Não houve velório. O cheque de meu pai chegou para o enterro e mais nada. O enterro aconteceu às dez da matina do dia seguinte, debaixo de um solzão tórrido. A mãe e o padrasto estavam de óculos escuros, um pouco enfadados, apoiados numa lápide escura de mármore. Não mais que vinte, trinta pessoas... igualmente enfadadas. Entre eles, minha mãe e eu.

Uma velha gorda e suada, não sei se parente ou conhecida da família, ameaçou desmaiar e foi levada às pressas até o banco traseiro de um Fiat Uno azul estacionado a poucos metros da sepultura. Minha mãe e eu cumprimentamos a mãe de Fernão, que sacou os óculos e os pendurou no decote da blusa negra. As pessoas não usam óculos para esconder a dor, mas a falta dela. Perguntou-me a idade. Embasbacado, não respondi. Minha mãe respondeu por mim: 


– Dezessete. 
– Uma criança, meu Deus, uma criança... igualzinho meu Fernão.

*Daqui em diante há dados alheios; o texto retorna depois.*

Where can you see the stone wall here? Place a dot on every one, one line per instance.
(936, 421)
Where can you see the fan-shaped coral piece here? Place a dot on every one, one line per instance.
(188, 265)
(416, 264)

O caixão desceu. As pessoas bateram palmas. Os coveiros lacraram a cova com cimento. As pessoas fugiram atazanadas do sol. Já não havia mais caixão. 


Minha mãe chamou um táxi. Enquanto esperávamos o táxi à entrada do cemitério, alisou-me os cabelos com seus dedos finos e pontiagudos e disse o quanto o tempo passa depressa, que a vida é hoje e não é amanhã, que Deus há de ser bondoso com Fernão, meu Deus, há de ser, há de ser, e disse também que nada acontece por acaso. Estava contente em não ser ela a mãe a chorar o filho morto. Obviamente, eu também estava contente em não ser o filho morto.

– É sempre bom tomar um banho depois de ir ao cemitério, André – advertiu-me.

Sentei no banco da frente. O taxista perguntou para onde. Minha mãe lhe passou o endereço e o taxista retrucou se havia algum caminho de nossa preferência, uma avenida, um bairro, pelo viaduto ou pela orla, senhora? Minha mãe respondeu não importa, o senhor que sabe, e o taxista escolheu o caminho mais longo e engarrafado possível.